1. A method of updating a set of reward rules, comprising: Sampling a batch of abnormal samples with reward points meeting preset abnormal conditions based on a training sample library, wherein each training sample comprises sample questions, answers output by a first large language model aiming at the sample questions and reward points, and the reward points are obtained by evaluating reasoning steps in the sample answers by using a second large language model according to a current reward rule set; processing the batch of abnormal samples by using a third large language model to obtain optimization suggestions aiming at the current rewarding rule set; Updating the current rewards rule set based on the optimization suggestion.
2. The method of claim 1, wherein the preset exception condition includes a bonus point being below a lower score threshold and/or a bonus point being greater than an upper score threshold.
3. The method of claim 1, wherein the predetermined exception condition comprises a probability of the second largest language model being generated for the bonus points being less than a probability threshold.
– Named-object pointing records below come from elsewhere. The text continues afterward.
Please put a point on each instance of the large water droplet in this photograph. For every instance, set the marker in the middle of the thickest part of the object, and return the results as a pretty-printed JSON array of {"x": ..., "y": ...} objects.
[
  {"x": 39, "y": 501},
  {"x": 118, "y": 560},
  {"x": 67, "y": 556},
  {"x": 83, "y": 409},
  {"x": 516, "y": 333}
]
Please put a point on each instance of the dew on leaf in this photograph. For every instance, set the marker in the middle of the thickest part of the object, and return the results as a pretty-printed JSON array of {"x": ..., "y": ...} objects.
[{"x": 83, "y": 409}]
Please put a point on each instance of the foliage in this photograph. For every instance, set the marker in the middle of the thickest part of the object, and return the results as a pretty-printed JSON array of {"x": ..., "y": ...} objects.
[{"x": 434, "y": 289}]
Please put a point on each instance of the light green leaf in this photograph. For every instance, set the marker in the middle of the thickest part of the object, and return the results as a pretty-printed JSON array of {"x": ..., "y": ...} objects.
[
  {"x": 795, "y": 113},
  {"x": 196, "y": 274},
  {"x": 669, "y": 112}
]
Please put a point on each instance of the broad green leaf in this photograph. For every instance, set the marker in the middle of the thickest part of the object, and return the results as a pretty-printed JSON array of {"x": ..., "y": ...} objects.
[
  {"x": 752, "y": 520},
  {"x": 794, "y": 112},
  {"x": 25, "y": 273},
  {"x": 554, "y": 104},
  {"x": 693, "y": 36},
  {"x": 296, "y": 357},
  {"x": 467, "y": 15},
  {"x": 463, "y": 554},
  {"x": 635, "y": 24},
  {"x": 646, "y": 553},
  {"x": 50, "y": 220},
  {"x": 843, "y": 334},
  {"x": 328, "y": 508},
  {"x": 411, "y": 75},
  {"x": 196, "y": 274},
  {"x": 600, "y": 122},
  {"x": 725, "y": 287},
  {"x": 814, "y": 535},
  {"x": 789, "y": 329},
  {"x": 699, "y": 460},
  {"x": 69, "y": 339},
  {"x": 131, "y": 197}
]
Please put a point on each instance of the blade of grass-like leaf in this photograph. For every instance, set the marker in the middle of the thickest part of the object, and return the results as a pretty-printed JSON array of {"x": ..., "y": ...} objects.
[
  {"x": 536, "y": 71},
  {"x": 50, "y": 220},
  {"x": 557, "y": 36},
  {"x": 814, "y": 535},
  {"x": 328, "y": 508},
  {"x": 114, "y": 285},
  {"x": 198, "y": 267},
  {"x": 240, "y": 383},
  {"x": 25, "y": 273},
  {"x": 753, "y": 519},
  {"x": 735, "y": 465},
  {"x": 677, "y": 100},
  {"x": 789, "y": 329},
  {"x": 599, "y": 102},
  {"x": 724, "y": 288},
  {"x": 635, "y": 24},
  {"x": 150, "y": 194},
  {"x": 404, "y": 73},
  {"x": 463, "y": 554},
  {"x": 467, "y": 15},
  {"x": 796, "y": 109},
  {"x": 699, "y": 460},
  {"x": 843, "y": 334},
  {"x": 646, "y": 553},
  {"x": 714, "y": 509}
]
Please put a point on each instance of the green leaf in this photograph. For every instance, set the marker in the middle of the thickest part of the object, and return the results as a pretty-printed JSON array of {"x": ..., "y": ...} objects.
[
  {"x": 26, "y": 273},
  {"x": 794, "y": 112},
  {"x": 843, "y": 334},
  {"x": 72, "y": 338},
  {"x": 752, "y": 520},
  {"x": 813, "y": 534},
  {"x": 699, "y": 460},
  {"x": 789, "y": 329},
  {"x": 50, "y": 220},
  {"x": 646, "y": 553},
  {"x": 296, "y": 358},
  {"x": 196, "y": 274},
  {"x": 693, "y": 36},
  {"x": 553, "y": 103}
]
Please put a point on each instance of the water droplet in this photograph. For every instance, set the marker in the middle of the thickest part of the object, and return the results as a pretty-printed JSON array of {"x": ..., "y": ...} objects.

4. The method of claim 1, wherein the preset exception condition comprises a variance between a plurality of reward points corresponding to a plurality of reasoning steps in the answer being greater than a variance threshold.
5. The method of claim 1, wherein the predetermined exception condition comprises an answer being identified by a fourth largest language model as utilizing a rule vulnerability to obtain an excessive reward score.
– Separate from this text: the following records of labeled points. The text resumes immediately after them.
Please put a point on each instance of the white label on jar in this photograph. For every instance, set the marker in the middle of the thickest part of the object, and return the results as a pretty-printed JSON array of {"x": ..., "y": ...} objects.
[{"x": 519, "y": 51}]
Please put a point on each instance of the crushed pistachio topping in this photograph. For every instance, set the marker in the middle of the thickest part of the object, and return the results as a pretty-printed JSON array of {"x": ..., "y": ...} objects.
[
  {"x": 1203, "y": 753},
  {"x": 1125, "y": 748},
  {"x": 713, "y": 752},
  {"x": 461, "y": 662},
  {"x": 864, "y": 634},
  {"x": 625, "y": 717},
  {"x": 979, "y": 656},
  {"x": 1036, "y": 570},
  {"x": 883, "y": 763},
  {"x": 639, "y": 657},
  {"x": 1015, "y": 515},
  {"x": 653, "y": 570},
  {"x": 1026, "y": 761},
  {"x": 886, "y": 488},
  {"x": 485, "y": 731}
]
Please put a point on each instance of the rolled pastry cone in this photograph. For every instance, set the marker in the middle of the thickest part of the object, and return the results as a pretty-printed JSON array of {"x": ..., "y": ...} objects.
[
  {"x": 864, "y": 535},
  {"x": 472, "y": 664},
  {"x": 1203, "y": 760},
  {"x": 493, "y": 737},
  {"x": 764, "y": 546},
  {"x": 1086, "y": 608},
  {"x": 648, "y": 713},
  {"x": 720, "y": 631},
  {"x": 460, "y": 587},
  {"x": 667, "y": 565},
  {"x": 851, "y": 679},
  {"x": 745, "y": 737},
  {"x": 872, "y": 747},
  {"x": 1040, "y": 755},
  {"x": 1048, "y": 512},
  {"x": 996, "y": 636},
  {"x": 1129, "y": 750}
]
6. The method of claim 1, wherein sampling a batch of anomaly samples for which the bonus points meet a preset anomaly condition based on a training sample library comprises: Sampling the batch of abnormal samples based on an abnormal sample sub-library in the training sample library.
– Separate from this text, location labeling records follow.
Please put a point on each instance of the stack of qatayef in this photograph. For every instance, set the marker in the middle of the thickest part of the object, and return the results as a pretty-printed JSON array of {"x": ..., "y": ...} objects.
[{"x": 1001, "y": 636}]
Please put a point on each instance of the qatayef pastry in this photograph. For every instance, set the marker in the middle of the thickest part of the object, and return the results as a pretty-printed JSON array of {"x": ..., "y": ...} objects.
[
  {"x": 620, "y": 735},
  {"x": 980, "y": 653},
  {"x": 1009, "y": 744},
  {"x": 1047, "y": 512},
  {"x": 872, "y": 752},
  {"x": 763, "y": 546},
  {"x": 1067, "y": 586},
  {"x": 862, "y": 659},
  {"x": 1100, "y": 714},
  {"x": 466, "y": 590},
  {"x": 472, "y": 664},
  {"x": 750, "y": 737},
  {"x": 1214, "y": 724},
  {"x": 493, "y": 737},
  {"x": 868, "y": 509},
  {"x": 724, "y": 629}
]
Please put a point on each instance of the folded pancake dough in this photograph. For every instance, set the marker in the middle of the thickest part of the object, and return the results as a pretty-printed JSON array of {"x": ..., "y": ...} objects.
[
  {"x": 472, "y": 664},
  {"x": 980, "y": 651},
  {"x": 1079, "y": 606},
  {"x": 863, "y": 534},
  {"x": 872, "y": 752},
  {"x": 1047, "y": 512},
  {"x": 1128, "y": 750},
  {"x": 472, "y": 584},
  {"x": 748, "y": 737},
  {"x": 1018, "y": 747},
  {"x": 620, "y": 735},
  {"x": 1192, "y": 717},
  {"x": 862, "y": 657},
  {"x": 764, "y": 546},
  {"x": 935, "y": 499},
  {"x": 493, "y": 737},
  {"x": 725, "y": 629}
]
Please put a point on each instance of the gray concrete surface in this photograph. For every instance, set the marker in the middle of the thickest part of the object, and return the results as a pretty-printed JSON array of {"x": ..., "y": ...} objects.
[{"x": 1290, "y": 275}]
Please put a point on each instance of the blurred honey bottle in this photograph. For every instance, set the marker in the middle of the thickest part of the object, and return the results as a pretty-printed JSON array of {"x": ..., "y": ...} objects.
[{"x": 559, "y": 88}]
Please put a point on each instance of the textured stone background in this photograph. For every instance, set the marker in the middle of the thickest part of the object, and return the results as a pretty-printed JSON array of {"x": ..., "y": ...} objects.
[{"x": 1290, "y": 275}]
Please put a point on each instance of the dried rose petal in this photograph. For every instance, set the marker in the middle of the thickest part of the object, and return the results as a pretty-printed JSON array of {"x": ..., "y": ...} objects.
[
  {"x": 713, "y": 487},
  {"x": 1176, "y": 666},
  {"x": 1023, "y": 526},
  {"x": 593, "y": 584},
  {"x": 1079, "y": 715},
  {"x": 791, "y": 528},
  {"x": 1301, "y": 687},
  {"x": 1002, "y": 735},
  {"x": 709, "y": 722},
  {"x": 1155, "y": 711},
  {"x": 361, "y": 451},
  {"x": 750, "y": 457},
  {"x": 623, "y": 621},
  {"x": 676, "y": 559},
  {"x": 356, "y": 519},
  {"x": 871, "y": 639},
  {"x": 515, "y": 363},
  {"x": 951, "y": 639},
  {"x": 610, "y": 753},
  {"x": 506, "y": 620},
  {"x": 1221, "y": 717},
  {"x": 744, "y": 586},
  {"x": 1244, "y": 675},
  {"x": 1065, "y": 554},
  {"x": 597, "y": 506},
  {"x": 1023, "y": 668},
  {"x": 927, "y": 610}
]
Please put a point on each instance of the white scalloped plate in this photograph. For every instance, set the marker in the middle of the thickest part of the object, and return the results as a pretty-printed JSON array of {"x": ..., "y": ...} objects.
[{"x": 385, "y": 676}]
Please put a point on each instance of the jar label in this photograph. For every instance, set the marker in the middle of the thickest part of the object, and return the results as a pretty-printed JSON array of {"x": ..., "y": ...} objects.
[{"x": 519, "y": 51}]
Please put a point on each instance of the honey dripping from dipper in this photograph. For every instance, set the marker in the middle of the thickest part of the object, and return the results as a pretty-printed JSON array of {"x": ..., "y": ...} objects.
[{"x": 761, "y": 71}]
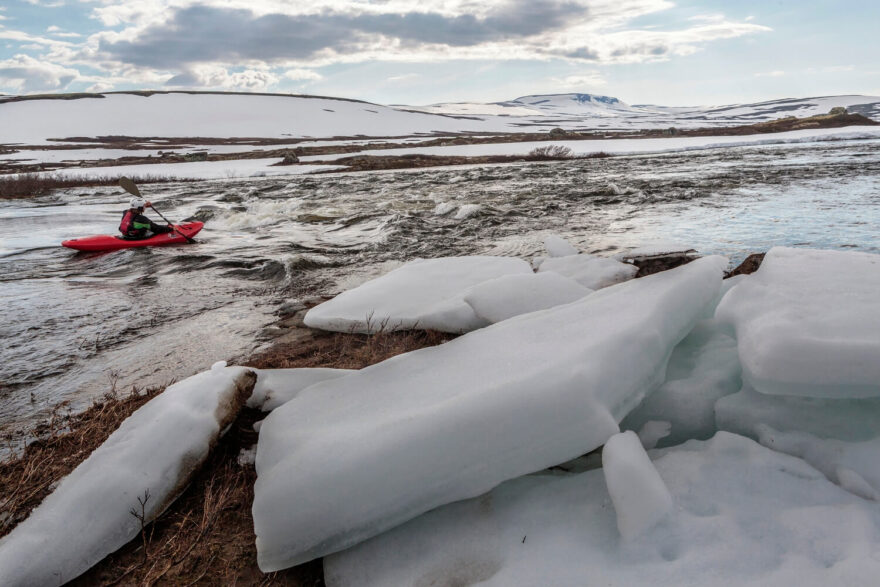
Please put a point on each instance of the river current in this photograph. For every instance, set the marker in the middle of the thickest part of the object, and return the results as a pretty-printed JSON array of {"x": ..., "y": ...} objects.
[{"x": 74, "y": 325}]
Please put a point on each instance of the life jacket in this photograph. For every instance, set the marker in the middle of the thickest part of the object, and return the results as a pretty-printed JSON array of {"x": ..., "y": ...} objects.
[{"x": 125, "y": 227}]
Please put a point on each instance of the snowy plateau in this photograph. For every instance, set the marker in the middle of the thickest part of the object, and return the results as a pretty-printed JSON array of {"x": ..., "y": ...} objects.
[
  {"x": 477, "y": 461},
  {"x": 72, "y": 135}
]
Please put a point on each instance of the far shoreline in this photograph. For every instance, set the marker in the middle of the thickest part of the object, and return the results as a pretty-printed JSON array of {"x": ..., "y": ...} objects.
[{"x": 30, "y": 180}]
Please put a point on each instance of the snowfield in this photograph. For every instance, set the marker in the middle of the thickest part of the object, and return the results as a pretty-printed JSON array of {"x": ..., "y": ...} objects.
[
  {"x": 466, "y": 463},
  {"x": 194, "y": 119}
]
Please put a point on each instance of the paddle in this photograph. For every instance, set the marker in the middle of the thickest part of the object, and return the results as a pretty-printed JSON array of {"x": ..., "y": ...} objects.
[{"x": 131, "y": 188}]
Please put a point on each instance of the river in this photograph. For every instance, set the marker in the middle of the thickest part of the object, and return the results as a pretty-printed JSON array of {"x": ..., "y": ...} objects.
[{"x": 74, "y": 325}]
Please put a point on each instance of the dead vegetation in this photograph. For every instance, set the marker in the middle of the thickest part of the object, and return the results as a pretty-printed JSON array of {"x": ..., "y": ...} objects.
[
  {"x": 62, "y": 443},
  {"x": 206, "y": 537},
  {"x": 27, "y": 185}
]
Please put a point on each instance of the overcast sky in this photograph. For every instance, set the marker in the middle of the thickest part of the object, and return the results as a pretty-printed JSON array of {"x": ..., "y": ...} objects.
[{"x": 687, "y": 52}]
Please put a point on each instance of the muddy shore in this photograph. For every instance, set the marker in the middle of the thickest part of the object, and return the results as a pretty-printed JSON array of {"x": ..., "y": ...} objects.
[
  {"x": 289, "y": 150},
  {"x": 206, "y": 537}
]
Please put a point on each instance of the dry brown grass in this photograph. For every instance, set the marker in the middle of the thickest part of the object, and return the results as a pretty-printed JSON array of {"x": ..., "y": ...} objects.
[
  {"x": 345, "y": 351},
  {"x": 62, "y": 443},
  {"x": 27, "y": 185},
  {"x": 206, "y": 537}
]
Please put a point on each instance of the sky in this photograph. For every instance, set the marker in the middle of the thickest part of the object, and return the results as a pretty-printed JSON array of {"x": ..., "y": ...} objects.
[{"x": 417, "y": 52}]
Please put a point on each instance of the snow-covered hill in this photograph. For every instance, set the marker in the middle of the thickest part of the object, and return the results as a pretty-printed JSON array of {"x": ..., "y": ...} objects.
[
  {"x": 37, "y": 121},
  {"x": 179, "y": 114},
  {"x": 605, "y": 112}
]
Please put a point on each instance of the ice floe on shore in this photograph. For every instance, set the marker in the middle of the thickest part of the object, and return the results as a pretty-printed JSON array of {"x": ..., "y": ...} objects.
[
  {"x": 446, "y": 465},
  {"x": 808, "y": 323},
  {"x": 364, "y": 453},
  {"x": 426, "y": 293},
  {"x": 142, "y": 467},
  {"x": 741, "y": 515}
]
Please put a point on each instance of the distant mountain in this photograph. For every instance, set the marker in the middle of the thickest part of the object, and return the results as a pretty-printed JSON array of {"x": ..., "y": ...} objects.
[
  {"x": 36, "y": 120},
  {"x": 575, "y": 104},
  {"x": 587, "y": 111}
]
7. The method of claim 1, wherein processing the batch of anomaly samples using a third large language model to derive optimization suggestions for the current set of reward rules comprises: and inputting the batch of abnormal samples, the current rewarding rule set and task description aiming at the rule optimization task into the third large language model together to obtain the optimization suggestion.
8. The method of claim 1, wherein the optimization suggestion includes one or more of adding new rules, modifying existing rules, and deleting existing rules.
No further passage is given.